I would much rather have a bunch of separate dungeons and set-pieces I could put in my own world where they could be made to fit nicely without much work (kind of like Yawning Portal or some old modules like B2) instead of a huge chain adventure (like the 1e GDQ combined book or some of the modern APs). The Goodman Borderland book has B1 and B2, but is set to let you run them separately with places explicitly to plug in things in the map or modify things you don't want. And the world doesn't end if the party doesn't decide to clean out the caves.
Sure. Different strokes fir different folks. No one said anything different.
 

Ovinomancer

No flips for you!
But it is. There are games where players have no such authority at all, some in which they can limit the GM to indirectly have such authority and ones where they can directly assume such an authority via some currency or such. GMless freeform would probably be the extreme end of player setting authority, where the players can pretty much just make anything up as long as it doesn't contradict what other players have established. I think @Campbell was perfectly correct to point out the difference.
No. There's a difference between a system tool that is constraining the GM's authority over something and one where the player is granted authority over something. Like how 5e constrains the GM's authority to narrate outcomes in combat to the results of the attack rolls compared to the Forcewall spell which allows a player to say, "there is a wall of force right here right now." These things are not on a spectrum, because one is a constraint on an authority and the other is a granting of authority, or the moving of an authority from one player to another. This are different things, as Campbell says.

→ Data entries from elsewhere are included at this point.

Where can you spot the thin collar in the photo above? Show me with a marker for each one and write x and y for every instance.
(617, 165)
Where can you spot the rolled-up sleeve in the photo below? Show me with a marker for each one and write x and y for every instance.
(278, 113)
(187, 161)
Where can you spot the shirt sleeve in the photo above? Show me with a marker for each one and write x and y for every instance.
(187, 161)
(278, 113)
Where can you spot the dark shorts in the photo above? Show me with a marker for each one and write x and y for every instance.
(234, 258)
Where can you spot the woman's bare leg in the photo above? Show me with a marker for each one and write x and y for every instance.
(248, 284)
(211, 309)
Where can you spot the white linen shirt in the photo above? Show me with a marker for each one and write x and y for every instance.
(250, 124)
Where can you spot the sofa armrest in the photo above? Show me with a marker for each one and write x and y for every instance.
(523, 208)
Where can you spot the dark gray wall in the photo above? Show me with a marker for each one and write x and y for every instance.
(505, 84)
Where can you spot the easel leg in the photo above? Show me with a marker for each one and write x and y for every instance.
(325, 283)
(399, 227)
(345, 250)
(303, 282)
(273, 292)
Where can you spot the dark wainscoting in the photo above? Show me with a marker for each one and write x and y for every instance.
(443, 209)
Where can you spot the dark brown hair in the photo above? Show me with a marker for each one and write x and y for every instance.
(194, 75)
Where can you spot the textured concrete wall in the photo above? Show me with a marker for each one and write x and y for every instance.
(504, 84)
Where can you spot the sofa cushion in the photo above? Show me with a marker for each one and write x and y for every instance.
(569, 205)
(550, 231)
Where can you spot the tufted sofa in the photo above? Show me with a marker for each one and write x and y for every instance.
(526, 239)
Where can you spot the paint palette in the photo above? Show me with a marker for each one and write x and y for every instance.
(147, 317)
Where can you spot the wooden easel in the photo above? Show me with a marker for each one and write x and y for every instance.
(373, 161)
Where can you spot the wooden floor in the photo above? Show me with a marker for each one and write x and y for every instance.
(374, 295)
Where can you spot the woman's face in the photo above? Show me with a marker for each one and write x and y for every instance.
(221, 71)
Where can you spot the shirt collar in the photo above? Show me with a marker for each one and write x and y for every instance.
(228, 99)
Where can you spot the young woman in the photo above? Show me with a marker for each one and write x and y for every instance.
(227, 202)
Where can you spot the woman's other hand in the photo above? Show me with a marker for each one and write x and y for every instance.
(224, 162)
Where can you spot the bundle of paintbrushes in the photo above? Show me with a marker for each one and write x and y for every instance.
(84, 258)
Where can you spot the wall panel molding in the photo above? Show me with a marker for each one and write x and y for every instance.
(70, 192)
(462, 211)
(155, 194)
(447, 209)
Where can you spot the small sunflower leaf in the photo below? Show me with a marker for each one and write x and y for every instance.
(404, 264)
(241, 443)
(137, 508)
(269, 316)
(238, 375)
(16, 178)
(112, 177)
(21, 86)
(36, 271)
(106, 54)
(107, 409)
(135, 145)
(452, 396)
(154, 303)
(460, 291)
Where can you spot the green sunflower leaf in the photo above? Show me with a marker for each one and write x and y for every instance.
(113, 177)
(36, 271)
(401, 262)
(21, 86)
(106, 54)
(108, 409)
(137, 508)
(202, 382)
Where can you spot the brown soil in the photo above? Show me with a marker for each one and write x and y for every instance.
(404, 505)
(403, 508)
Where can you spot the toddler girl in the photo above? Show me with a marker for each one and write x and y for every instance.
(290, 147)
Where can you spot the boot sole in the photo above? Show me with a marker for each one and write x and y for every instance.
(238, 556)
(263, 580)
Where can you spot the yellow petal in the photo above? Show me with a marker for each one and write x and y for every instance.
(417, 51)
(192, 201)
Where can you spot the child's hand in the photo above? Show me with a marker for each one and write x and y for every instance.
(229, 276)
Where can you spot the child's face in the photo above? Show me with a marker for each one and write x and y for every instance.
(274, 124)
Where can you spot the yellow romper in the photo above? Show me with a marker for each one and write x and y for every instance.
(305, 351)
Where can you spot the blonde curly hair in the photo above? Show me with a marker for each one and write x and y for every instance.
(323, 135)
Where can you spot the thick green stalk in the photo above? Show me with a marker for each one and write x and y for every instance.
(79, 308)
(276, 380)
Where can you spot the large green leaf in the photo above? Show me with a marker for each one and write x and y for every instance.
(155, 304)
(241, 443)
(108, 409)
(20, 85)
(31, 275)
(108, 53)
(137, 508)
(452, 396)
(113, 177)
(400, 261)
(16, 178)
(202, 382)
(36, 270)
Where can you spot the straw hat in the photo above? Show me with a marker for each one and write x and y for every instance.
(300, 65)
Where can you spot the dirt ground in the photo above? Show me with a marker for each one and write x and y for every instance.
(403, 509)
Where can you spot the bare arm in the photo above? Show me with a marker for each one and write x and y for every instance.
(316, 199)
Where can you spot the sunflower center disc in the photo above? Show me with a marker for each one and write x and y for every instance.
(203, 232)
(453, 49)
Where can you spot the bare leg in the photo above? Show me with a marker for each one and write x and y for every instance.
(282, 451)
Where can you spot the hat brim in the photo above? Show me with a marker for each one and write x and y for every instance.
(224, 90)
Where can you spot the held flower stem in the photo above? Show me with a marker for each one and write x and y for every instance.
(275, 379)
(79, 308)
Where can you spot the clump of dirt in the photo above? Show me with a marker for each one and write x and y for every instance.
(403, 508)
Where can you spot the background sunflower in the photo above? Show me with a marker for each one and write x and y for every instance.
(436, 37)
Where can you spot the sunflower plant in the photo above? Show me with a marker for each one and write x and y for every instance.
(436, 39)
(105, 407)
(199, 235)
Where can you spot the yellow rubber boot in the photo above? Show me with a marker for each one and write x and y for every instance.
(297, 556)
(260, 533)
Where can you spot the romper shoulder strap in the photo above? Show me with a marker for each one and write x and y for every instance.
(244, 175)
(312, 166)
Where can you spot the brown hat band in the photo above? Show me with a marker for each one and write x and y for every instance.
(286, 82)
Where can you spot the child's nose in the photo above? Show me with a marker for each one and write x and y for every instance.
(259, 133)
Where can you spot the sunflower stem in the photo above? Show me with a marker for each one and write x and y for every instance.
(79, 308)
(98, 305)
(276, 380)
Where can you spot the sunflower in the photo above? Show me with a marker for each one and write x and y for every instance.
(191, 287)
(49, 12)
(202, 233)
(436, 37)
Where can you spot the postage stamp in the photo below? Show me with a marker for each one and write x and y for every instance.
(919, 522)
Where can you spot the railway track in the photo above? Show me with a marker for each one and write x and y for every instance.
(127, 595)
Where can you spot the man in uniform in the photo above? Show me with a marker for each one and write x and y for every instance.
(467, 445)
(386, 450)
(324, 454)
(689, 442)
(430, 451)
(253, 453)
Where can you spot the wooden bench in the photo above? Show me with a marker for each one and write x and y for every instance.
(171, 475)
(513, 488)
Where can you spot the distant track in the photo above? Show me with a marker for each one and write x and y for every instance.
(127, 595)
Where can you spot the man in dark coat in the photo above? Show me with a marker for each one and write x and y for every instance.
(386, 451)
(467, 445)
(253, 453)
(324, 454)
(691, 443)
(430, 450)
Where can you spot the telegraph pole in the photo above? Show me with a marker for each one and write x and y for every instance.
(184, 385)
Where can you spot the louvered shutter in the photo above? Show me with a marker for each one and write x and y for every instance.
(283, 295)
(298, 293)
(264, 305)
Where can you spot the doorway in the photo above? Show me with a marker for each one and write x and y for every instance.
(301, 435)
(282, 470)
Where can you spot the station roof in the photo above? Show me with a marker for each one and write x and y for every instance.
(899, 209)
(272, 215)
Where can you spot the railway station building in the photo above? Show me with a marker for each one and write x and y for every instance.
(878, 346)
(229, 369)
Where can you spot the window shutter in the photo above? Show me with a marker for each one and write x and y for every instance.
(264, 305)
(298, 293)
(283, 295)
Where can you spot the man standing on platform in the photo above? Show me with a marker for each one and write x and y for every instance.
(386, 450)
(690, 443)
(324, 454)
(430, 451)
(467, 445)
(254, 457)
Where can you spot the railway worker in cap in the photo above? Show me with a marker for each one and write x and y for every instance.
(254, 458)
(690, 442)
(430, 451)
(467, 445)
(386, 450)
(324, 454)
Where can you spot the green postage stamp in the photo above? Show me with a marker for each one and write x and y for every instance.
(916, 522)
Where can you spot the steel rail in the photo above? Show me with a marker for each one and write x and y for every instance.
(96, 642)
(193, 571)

And, to that, my examples of spells are different -- not in the way I was using them to showcase how "edits" are okay with you for entirely arbitrary and uncritical reasons so long as they're familiar, but that spells are actually a fundamentally different kind of mechanic from a Spout Lore in that the latter places constraints on the GM's authority while the former moves limited backstory authority from the GM to the player. It's a good catch.
 

prabe

Tension, apprension, and dissension have begun
Supporter
Well, that’s up to you. If your character has ambitions, makes relationships, changes the world, etc. than people will mourn them.

Again, the problem is that you are describing the AP as if it isn’t being run by a human DM. It is, which means that the world can react to your character.
I assure the APs I played in were run by human GMs, and I assure you that our characters didn't matter at all to them.